As ever, the reality is more mixed. In the UK, the number of people in work has been much higher than we would have expected from historical experience given the state of the economy. And unemployment has risen less than in the past. Moreover, more people are staying active in the labour market than before. In the workplace, there are signs of modest improvement in the way the workforce has been managed and most people remain strongly committed to their organisations.
There are of course big downsides. It is of no comfort to redundant workers or those seeking work for the first time to know that the overall position is better than in previous downturns. Unemployment is still high and may well go higher over the next twelve months. The young are always one of the most vulnerable when unemployment rises and youth unemployment remains a huge challenge.
Moreover, there may be more work on offer, but too often it is temporary and part-time. The number of people in part-time work that would like a full-time job is at a record high. Large numbers in temporary jobs would like permanent work. Better these jobs than no jobs may be right in the short -term, but the more these trends persist the greater the danger that skills erode, workers become trapped in precarious employment, and productivity suffers.
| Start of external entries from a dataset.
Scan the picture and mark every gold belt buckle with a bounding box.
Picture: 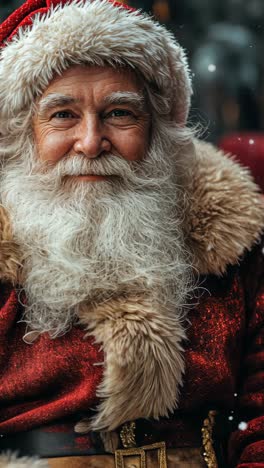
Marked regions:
[115,441,167,468]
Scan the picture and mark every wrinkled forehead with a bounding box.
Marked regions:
[43,64,144,94]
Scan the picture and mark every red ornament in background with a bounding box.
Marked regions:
[219,132,264,192]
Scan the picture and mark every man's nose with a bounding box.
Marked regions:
[73,116,111,158]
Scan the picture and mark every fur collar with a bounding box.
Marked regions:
[0,140,263,437]
[185,140,264,275]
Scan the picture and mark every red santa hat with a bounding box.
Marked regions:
[0,0,192,125]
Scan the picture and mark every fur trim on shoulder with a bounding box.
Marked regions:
[76,296,185,431]
[185,139,264,275]
[0,453,48,468]
[0,205,21,285]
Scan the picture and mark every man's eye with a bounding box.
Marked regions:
[52,111,75,119]
[107,109,134,118]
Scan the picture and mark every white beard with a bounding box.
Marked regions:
[0,133,194,339]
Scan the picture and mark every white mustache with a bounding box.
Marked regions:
[38,154,133,178]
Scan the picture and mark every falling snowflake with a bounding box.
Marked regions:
[238,422,248,431]
[208,64,216,73]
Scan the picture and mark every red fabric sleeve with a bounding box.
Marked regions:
[228,236,264,467]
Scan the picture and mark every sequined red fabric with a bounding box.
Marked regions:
[0,288,103,433]
[0,236,263,467]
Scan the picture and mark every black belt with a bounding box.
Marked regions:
[0,412,229,467]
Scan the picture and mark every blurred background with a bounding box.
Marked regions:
[0,0,264,147]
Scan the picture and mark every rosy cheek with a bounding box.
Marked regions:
[37,132,72,163]
[113,132,147,162]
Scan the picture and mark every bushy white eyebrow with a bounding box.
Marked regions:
[103,91,147,112]
[37,91,147,117]
[38,93,79,116]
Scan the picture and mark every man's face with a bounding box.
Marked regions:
[0,65,191,338]
[33,65,150,182]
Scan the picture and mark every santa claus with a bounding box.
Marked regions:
[0,1,263,467]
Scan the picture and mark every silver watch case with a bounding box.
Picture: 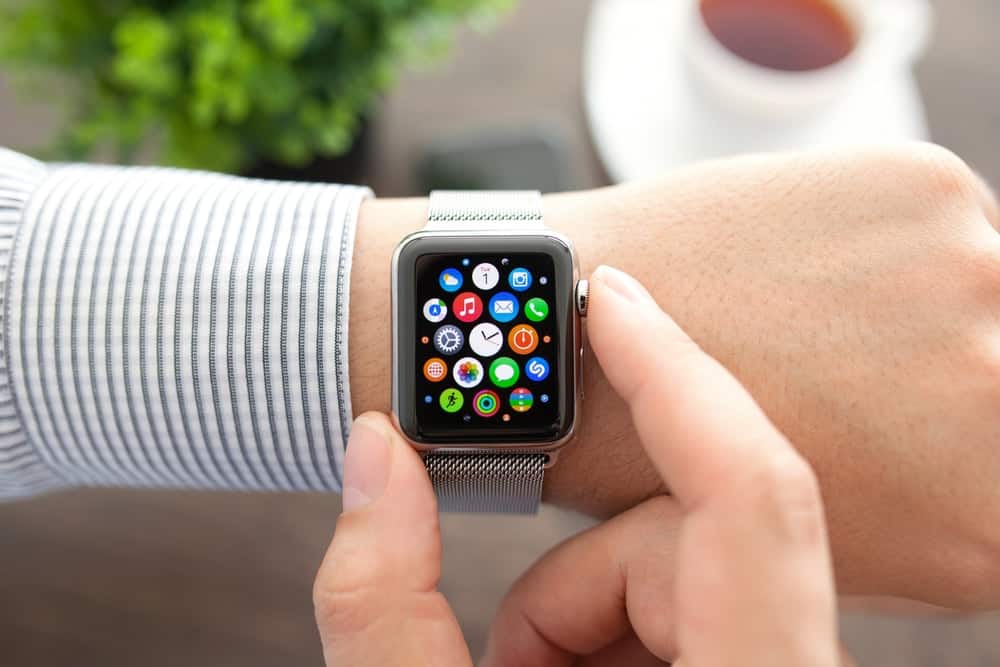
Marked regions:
[390,228,583,465]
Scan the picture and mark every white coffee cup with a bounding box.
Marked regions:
[583,0,934,182]
[686,0,932,118]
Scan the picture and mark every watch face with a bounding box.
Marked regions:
[394,235,577,445]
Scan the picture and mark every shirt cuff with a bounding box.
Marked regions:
[0,147,370,499]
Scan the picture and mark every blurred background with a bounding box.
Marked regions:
[2,0,1000,664]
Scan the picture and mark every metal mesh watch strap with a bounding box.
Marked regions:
[426,190,544,229]
[423,190,547,514]
[424,452,548,514]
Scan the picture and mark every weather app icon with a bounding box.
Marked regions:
[439,268,463,292]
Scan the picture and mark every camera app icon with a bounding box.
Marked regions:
[508,268,532,292]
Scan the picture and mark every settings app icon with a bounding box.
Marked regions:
[433,324,464,356]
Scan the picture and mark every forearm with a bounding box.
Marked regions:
[349,146,1000,610]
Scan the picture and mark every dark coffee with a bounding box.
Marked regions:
[700,0,857,72]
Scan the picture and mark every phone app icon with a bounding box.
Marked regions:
[508,324,538,355]
[489,357,520,389]
[508,267,533,292]
[525,356,549,382]
[439,388,463,413]
[433,324,464,356]
[524,297,548,322]
[423,298,447,323]
[469,322,503,357]
[423,357,447,382]
[472,262,500,290]
[473,390,501,418]
[489,291,519,323]
[510,387,534,412]
[452,357,485,389]
[452,291,483,323]
[439,268,463,293]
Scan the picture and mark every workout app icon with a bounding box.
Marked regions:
[433,324,464,356]
[439,388,463,413]
[473,390,501,418]
[439,268,463,292]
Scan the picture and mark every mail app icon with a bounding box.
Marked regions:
[489,292,519,323]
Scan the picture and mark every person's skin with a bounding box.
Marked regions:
[316,266,847,666]
[349,142,1000,610]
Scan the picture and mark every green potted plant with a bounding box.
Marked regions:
[0,0,511,179]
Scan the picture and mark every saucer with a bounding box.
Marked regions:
[583,0,930,183]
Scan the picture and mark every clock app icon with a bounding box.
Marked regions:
[469,322,503,357]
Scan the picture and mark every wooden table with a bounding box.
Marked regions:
[2,1,1000,665]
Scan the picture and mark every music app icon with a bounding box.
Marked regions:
[452,292,483,323]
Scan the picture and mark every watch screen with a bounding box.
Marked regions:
[394,235,576,445]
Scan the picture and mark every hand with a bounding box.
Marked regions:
[351,143,1000,609]
[317,266,845,665]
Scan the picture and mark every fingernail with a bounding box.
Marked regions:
[342,415,393,512]
[594,265,654,304]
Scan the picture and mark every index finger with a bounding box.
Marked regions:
[587,265,838,665]
[587,264,811,510]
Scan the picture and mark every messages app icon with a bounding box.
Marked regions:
[489,291,519,324]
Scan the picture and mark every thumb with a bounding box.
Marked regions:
[313,412,472,667]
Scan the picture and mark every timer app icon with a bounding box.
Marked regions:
[508,324,539,355]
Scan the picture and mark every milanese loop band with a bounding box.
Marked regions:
[423,190,548,514]
[425,452,548,514]
[427,190,544,229]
The rise of zero-hour contracts is of particular concern because amongst all forms of flexible work contracts, its imbalance between the interests of employers and employees is probably the greatest of all. At their worse they almost encourage employers and workers to minimise their obligations to each other – the opposite of good employment practice. Zero hours should only be used in exceptional circumstances, but recent calls to ban the practice feel more like political knee-jerk than a thought out response. Rather than treating them as works of the devil in all circumstances, we should take a more considered look at what practical steps can be taken to get a better balance of interest and spread good practice where that exists.
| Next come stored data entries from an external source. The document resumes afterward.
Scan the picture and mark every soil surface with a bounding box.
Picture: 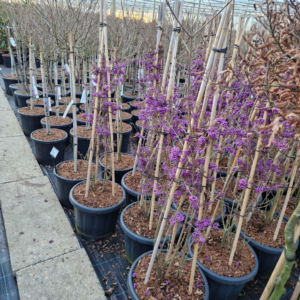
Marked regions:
[73,181,123,208]
[113,122,131,132]
[194,230,256,277]
[123,202,170,239]
[77,113,87,122]
[54,105,78,113]
[56,160,95,180]
[112,111,132,120]
[219,156,229,170]
[15,89,31,96]
[131,109,141,116]
[71,126,92,138]
[276,196,296,219]
[10,83,24,89]
[19,106,44,115]
[3,75,18,79]
[59,96,80,103]
[242,210,286,248]
[32,128,66,141]
[133,253,206,300]
[100,153,135,170]
[41,116,72,126]
[27,98,54,106]
[123,91,137,98]
[121,103,130,110]
[130,100,145,108]
[125,171,145,192]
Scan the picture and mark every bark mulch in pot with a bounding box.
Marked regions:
[54,105,78,113]
[10,83,24,89]
[56,160,95,180]
[124,171,152,194]
[101,153,135,170]
[113,122,132,132]
[41,116,72,126]
[73,181,123,208]
[77,113,87,122]
[131,109,141,117]
[59,97,80,103]
[19,106,44,115]
[32,128,66,141]
[241,210,286,248]
[31,98,54,106]
[131,100,145,108]
[123,202,170,239]
[275,196,296,219]
[194,230,256,277]
[133,253,206,300]
[112,111,132,119]
[15,89,31,96]
[3,75,18,79]
[71,127,92,138]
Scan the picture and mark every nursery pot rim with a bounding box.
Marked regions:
[30,128,68,144]
[99,152,135,172]
[9,83,23,89]
[40,117,73,127]
[127,249,209,300]
[69,180,126,214]
[188,232,259,285]
[17,108,45,118]
[54,159,93,182]
[112,123,133,134]
[121,170,151,198]
[14,90,42,97]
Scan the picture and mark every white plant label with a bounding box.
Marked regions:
[9,37,16,47]
[55,86,61,100]
[48,97,52,111]
[91,74,97,86]
[80,90,89,104]
[62,100,73,118]
[43,97,48,111]
[50,147,59,159]
[64,64,70,76]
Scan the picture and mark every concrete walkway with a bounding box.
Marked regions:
[0,87,105,299]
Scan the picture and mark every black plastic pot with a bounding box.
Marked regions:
[26,99,55,107]
[122,93,137,103]
[41,118,73,146]
[188,233,258,300]
[0,51,4,64]
[15,91,42,108]
[99,153,135,185]
[112,113,132,125]
[121,202,182,264]
[127,250,209,300]
[121,103,131,113]
[17,109,44,136]
[9,83,23,106]
[31,129,67,165]
[3,77,18,95]
[113,124,132,153]
[121,170,151,205]
[54,160,92,209]
[131,109,140,127]
[69,127,90,158]
[3,55,15,68]
[35,59,41,68]
[69,180,126,240]
[129,100,143,112]
[50,106,78,118]
[238,219,298,280]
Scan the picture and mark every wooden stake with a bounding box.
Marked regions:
[273,147,300,241]
[69,33,78,172]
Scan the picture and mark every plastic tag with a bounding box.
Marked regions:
[64,64,70,75]
[50,147,59,158]
[80,90,89,104]
[48,97,52,111]
[91,74,97,86]
[9,37,16,47]
[55,86,61,100]
[62,100,73,118]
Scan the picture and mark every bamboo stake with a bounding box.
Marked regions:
[85,0,104,197]
[69,33,78,172]
[260,225,300,300]
[188,19,231,295]
[144,1,232,285]
[40,51,51,135]
[228,102,270,266]
[29,36,34,110]
[103,0,115,195]
[53,50,59,120]
[149,0,183,231]
[273,147,300,241]
[291,279,300,300]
The continued falls in real wages have also increased pressure on households. Again, the fact that wages took the strain rather than jobs in the recession was the better choice from a social welfare point of view. But persistently falling real wages once the recession is over is not a sign of economic or labour market health and this is hampering the recovery.
And what of organised labour, who after all are the traditional focus for May Day celebrations? Unions in the UK can fairly point to examples of social advance that would not have happened or would have happened at a much slower pace without union campaigns – the highly successful National Minimum Wage being a prime example. Union membership in the UK has declined, but is still higher as a share of the workforce than in many other large economies such as the US, Japan, France, and Germany.
That said, for most employers and employees in the private sector, trade unions and collective organisation are no longer present or never existed. Latest figures for 2011 show that only 17% of private sector employees are covered by collective agreements. Most studies suggest unions have little impact on aggregate wages, and governments no longer feel obliged to make deals to control inflationary pay deals. Regulation of the labour market has shifted decisively to supporting the individual at work rather than strengthening collective bargaining.
Some have questioned whether unions really have a significant role in today’s labour market. Unions can still exert influence for the public good as responsible social partners in the workplace and in labour market institutions – as they do in many Northern European economies and as the work of the Low Pay Commission demonstrates in the UK. Recent rhetoric about general strikes from some unions is not helpful in convincing others that this is a model that should be adopted in Britain.